At the Consumer Electronics Show (CES) later this week, Ericsson will go full tilt on 5G.
Like a jeweler showcasing its diamond, representatives for the Swedish telecommunications company said Ericsson is planning a massive display to highlight the many facets of 5G. In particular, Ericsson said it will focus on different use cases across a variety of industries and the new capabilities 5G will enable, honing in on six key areas including broadband, man-machine interfaces like virtual and augmented reality, critical services, sensor networks, machine-type communications, and remote devices.
But while Ericsson’s CES display will look toward the future, Wireless Week reached out to CTO Glenn Laxdal ahead of the show to get his thoughts on where 5G technology stands today and how exactly it will progress to that hyper mobile vision of the future.
Back in December, Verizon told Wireless Week that it was working closely with Ericsson and a handful of other vendors on pre-commercial fixed wireless 5G trials slated to kick off this month. Though many people like to think of 5G as a mostly mobile technology, Laxdal explained there are a couple of reasons Ericsson’s clients – including companies like Verizon – are focusing on fixed wireless as the initial use case.
It’s well known that the 3GPP standards for mobile 5G won’t be released for some time yet, but Laxdal said fixed wireless is possible because participants in the standards process can already see what the building blocks of 5G will be. Thus, he said, Ericsson can construct a solution around those foundations and start to deliver some components in a 2017 timeframe. Fixed wireless is a great vehicle to test those components because of the element of control it offers, Laxdal noted.
“I think the lead use case is going to be fixed wireless access because that’s a very contained use case,” Laxdal said. “We can control the devices that are being used for fixed wireless access as well as the network and co-develop those together.”
Additionally, Laxdal said the software Ericsson is developing for these early 5G components will be “completely upgradable” to the standards-based 5G system that will fully defined in the mid-2018 timeframe.
Laxdal said the evolution of 5G devices will likely unfold in a manner similar to the roll out of 4G technology. That is, Laxdal said with 5G we will see fixed wireless devices becoming available first since they don’t have to handle all the capabilities required by mobile broadband. Those devices, he said, will be followed by the roll out of hotspot devices (which would perhaps be the first fully standards-compliant devices) in a late 2018 timeframe and eventually smartphones with 5G capabilities in the early 2019 timeframe.

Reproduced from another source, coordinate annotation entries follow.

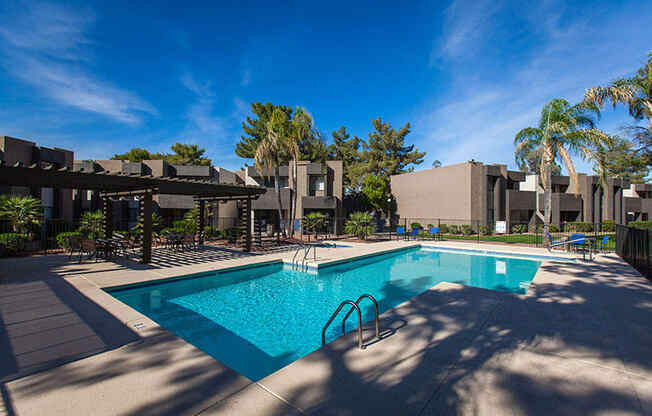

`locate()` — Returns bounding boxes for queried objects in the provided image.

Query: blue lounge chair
[597,235,609,252]
[569,233,586,250]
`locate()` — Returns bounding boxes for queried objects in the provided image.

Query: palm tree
[286,107,312,236]
[253,108,288,234]
[0,196,43,234]
[514,98,597,244]
[584,52,652,154]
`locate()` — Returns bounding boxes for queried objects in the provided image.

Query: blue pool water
[109,248,540,381]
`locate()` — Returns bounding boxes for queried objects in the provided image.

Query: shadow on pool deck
[3,252,652,415]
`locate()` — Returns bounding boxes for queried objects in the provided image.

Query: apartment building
[391,161,640,231]
[241,160,344,233]
[74,160,243,230]
[0,136,75,221]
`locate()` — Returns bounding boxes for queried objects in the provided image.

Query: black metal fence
[616,225,652,279]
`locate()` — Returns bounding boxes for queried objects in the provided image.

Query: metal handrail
[342,293,380,339]
[321,300,364,350]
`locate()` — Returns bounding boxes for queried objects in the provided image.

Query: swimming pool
[108,247,540,381]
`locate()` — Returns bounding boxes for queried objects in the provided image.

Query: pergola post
[197,200,206,245]
[245,196,251,251]
[102,196,113,238]
[140,189,152,264]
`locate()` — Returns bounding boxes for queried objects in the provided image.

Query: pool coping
[5,241,604,416]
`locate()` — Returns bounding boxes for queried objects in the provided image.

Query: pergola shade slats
[0,160,266,263]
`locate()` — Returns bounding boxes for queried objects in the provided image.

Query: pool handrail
[321,300,364,350]
[342,293,380,339]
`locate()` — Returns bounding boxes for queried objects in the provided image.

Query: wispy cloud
[430,0,501,66]
[414,1,650,171]
[0,3,156,124]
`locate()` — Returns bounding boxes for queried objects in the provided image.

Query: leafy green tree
[235,102,293,159]
[362,118,426,179]
[303,212,328,234]
[164,142,211,166]
[329,126,364,194]
[584,52,652,165]
[111,142,211,166]
[586,136,649,183]
[514,98,602,244]
[362,175,390,213]
[344,212,376,240]
[0,196,43,234]
[111,147,165,162]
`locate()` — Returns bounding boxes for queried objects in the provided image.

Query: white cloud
[0,3,156,124]
[414,1,652,172]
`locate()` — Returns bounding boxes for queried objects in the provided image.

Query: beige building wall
[391,162,472,221]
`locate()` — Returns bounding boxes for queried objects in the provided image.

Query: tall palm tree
[584,52,652,156]
[514,98,597,244]
[286,107,312,236]
[253,109,288,234]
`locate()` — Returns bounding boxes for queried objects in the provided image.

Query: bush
[0,233,27,256]
[478,225,492,235]
[627,221,652,230]
[57,231,82,250]
[602,220,616,233]
[344,212,376,240]
[564,221,593,233]
[512,224,527,234]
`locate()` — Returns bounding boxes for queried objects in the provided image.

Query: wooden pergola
[0,160,265,263]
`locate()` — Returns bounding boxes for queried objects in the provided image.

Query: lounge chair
[596,235,609,253]
[428,227,441,240]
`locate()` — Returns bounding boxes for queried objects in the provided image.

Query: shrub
[564,221,593,233]
[302,212,327,233]
[512,224,527,234]
[344,212,376,240]
[602,220,616,233]
[77,210,104,239]
[56,231,82,250]
[478,225,492,235]
[0,233,27,256]
[627,221,652,230]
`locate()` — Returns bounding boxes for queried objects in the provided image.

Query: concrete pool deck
[0,241,652,415]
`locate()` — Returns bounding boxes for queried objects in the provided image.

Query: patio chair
[67,235,82,260]
[569,233,586,250]
[596,235,609,253]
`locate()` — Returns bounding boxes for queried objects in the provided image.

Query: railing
[616,225,652,279]
[321,294,380,350]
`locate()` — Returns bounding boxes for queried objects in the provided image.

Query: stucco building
[391,161,652,231]
[0,136,74,221]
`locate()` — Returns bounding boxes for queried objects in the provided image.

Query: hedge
[56,231,82,250]
[0,233,27,256]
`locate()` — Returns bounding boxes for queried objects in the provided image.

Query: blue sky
[0,0,652,171]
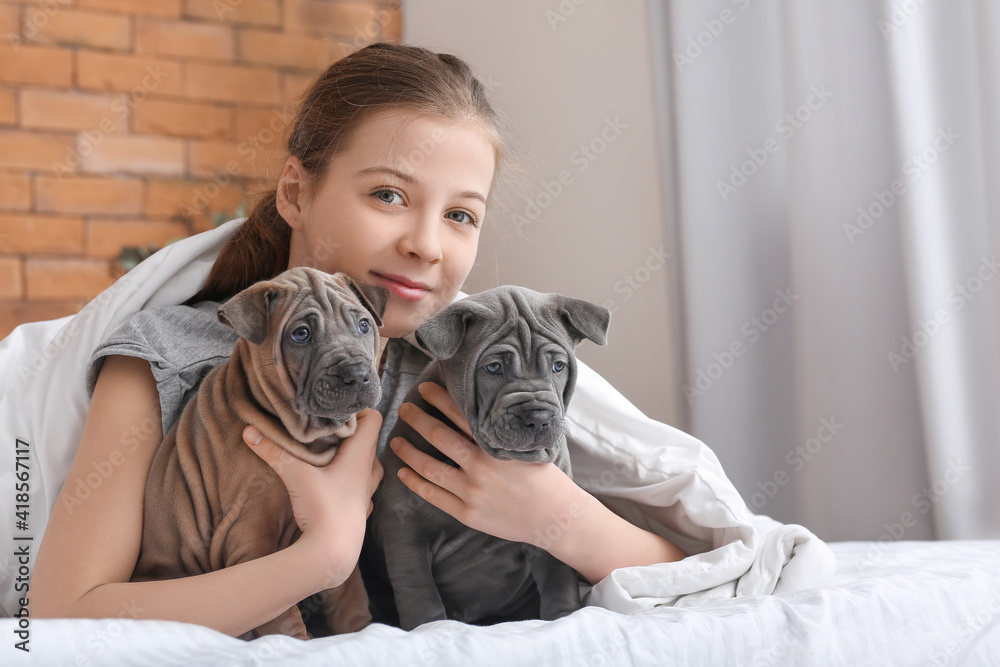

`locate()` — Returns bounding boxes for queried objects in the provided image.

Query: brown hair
[187,43,509,303]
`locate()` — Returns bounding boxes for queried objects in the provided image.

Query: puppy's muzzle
[510,403,559,433]
[327,361,372,391]
[310,359,379,416]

Once all of those pieces fall into line and the ecosystem includes a variety of devices that are able to “talk” 5G, Laxdal said the world will see a much broader deployment of the technology across the market. This, he said, will likely come in a 2019 or 2020 timeframe.
“When you’re out in the 2021, 2022 timeframe, now you’ve got a fully standards-based 5G system and you’re starting to ramp smartphones,” Laxdal said. “That’s when we really see the significant volume of subscribers starting to take advantage of 5G.”
According to the latest Ericsson Mobility report, the volume of 5G subscribers is expected to reach 150 million in 2021 before jumping to more than half a billion in 2022.
Building the 5G network
Laxdal said Ericsson is hard at work on everything 5G – from developing radio access network (RAN) technologies like beamforming and MIMO, core network features, and network management techniques to partnering with device vendors like Qualcomm and Intel – to help carriers build out the networks to support these users. But out of all these, Laxdal focused in on network function virtualization (NFV) and software defined networking (SDN) as key, can’t-do-without building blocks for the 5G future.
Why? Two words: network slicing.
As more and more use cases emerge that require dramatically different things from the network, Laxdal said NFV and SDN will become critical enablers of a dynamic and programmable network core that will allow for network slicing, or the ability to create new network paths in software.
“It’s not that you couldn’t deploy 5G without software defined networking and network function virtualization being implemented in your core, but to take full advantage of 5G you would need to have those technologies implemented,” Laxdal said. “To get the total benefit of 5G over time, as more and more use cases become implemented using the 5G network, you’re going to want a more and more dynamic software-defined core to take advantage of that. Over that longer-term timeframe that’s where NFV/SDN really starts to add value to the 5G network.”
Ericsson will be exhibiting at CES in booth #10939.